Improving Speculative Decoding with Block-Level Draft Verification
Introduction
Speculative decoding has become a prominent approach for accelerating the inference of LLMs by drafting blocks of tokens using a smaller model and verifying these tokens with the larger target model in parallel. However, the prevalent draft verification algorithm, Spectoken, verifies tokens independently, which may not be optimal. In this work, we present a novel formulation of the draft verification step as a block-level optimal transport problem, leading to a more efficient draft verification algorithm that enhances the speedup of speculative decoding without incurring extra computational costs.
The Optimal Transport Problem Formulation
The crux of our approach hinges on the formulation of the draft verification process as an optimal transport problem at the block level, with the aim of maximizing the expected number of accepted tokens in one draft block—directly correlating with the decoding speed-up. We propose a verification algorithm that guarantees optimal acceptance length for this block-level transport problem. This formulation leads to a clear improvement over the previously used token-level verification methods.
The Proposed Algorithm: Specblock
Our proposed algorithm, Specblock, efficiently computes the acceptance length without requiring additional calls to both the small and large models. It first attempts a maximal coupling on the entire block. If rejected, it engages in a backward induction process, deciding on partial acceptance based on the remaining and rejected probability masses for continuations of the draft. This backward induction ensures that the accepted tokens and subsequent corrections align closely with the distribution defined by the large model while efficiently computing the conditional distributions for corrected tokens.
Experimental Validation
We compared Specblock against the standard Spectoken algorithm across various datasets and tasks, including LLMing, reasoning queries, summarization, and translation tasks. Our experiments reveal consistent improvements in both block efficiency and wall clock speedup with Specblock. Particularly, we observed larger improvements for larger block lengths, showcasing the scalability of our approach.
Theoretical Justification
A formal analysis of our approach reveals that Specblock is optimal concerning the formulated block-level optimal transport problem.
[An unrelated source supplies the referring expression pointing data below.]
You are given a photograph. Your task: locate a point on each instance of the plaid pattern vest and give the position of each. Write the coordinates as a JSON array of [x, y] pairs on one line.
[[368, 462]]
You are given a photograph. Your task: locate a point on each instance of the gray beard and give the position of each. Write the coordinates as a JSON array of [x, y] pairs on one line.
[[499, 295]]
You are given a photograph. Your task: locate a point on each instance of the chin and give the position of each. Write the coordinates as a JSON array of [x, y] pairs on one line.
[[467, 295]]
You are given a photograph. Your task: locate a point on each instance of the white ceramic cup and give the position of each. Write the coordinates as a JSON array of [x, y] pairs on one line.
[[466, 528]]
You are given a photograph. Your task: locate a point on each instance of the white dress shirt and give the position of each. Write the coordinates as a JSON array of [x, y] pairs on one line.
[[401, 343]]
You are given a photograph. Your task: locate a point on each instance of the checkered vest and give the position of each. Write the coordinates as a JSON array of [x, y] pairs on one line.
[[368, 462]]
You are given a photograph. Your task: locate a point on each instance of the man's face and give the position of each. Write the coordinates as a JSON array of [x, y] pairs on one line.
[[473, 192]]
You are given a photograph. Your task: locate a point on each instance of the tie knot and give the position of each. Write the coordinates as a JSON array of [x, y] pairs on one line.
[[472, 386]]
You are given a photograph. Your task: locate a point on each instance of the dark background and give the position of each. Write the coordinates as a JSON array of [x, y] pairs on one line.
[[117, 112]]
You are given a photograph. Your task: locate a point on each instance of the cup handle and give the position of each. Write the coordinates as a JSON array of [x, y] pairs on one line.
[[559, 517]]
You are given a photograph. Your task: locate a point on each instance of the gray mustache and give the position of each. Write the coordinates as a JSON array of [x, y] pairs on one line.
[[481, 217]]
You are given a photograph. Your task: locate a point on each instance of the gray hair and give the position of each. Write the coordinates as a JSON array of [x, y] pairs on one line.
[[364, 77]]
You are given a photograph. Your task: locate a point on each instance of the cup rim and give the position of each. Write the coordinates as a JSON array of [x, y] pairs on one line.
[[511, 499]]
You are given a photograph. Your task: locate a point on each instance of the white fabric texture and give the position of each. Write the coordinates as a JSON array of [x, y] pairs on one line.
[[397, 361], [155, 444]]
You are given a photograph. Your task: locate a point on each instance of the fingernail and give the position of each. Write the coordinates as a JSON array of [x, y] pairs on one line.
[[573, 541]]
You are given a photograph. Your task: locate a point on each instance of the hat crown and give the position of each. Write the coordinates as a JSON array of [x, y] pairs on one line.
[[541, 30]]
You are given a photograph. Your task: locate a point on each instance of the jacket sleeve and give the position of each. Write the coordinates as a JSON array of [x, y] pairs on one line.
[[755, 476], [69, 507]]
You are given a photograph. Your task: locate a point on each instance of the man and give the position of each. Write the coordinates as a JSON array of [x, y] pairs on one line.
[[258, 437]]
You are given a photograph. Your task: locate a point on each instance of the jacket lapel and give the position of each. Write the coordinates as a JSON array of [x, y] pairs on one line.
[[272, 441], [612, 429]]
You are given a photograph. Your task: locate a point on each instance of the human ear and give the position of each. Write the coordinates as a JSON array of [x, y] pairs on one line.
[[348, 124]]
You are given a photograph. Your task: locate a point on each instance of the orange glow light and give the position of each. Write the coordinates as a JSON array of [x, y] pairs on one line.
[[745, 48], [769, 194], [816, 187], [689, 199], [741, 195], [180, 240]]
It provides the maximum expected accepted length, thereby offering theoretical underpinning to the empirical improvements observed.
Future Directions
Our work opens several avenues for future exploration. Notably, the combination of optimizing the drafting phase with our improved draft verification algorithm presents a promising direction for further enhancing speculative decoding's efficiency. Additionally, exploring the implications of block-level verification beyond speculative decoding in the broader context of accelerating LLMs warrants attention.
Conclusion
Specblock represents a significant advancement in the pursuit of efficient speculative decoding by optimizing the draft verification phase through block-level verification. This approach not only achieves theoretical optimality but also demonstrates practical improvements in speedup across a spectrum of tasks and datasets. As LLMs continue to grow in size and computational demand, innovations like Specblock will be vital in making these models more accessible and practical for a broader range of applications.